# How to Use “Does Not Equal” in Google Sheets (With Examples)

In Google Sheets, we use “<>” as the “does not equal” symbol in formulas.

For example, we can use the following formula to determine if the value in cell A2 is equal to “Guard”:

```=A2<>"Guard"
```

If the value in cell A2 is not equal to “Guard” then the formula will return TRUE. Otherwise, the formula will return FALSE.

We can also use the “<>” symbol to determine if two cell values are not equal. For example, we can use the following formula to determine if the value in cells B2 and C2 are not equal:

`=B2<>C2`

If the values in B2 and C2 are not equal, then the formula will return TRUE. Otherwise, it will return FALSE.
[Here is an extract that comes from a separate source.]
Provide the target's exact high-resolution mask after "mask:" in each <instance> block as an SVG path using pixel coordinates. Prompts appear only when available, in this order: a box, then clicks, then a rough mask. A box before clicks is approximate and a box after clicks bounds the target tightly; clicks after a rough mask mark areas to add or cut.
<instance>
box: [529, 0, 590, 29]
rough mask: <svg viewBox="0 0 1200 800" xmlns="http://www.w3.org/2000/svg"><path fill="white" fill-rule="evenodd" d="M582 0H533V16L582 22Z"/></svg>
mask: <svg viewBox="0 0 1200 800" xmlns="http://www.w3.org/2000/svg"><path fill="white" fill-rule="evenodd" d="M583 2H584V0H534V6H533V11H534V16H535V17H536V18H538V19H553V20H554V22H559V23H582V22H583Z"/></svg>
The following examples show how to use this syntax in practice.

## Example 1: Use “Does Not Equal” with String We can use the following formula to determine if the value in the Position column is equal to “Guard” in each row:

`=A2<>"Guard"`

The following screenshot shows how to use this formula in practice: The formula in the first row returns FALSE because the value in the Position column actually is equal to “Guard.”

However, the formula in the last row returns TRUE because the value in the Position column is not equal to “Guard.”

## Example 2: Use “Does Not Equal” to Compare Cell Values

Once again suppose we have the following dataset in Google Sheets: We can use the following formula to determine if the value in column B and column C is not equal in each row:

`=B2<>C2`

The following screenshot shows how to use this formula in practice: The formula in the first row returns TRUE because the Game 1 points value and Game 2 points value are indeed not equal.

However, the formula in the second row returns FALSE because the Game 1 points value and Game 2 points value are actually equal.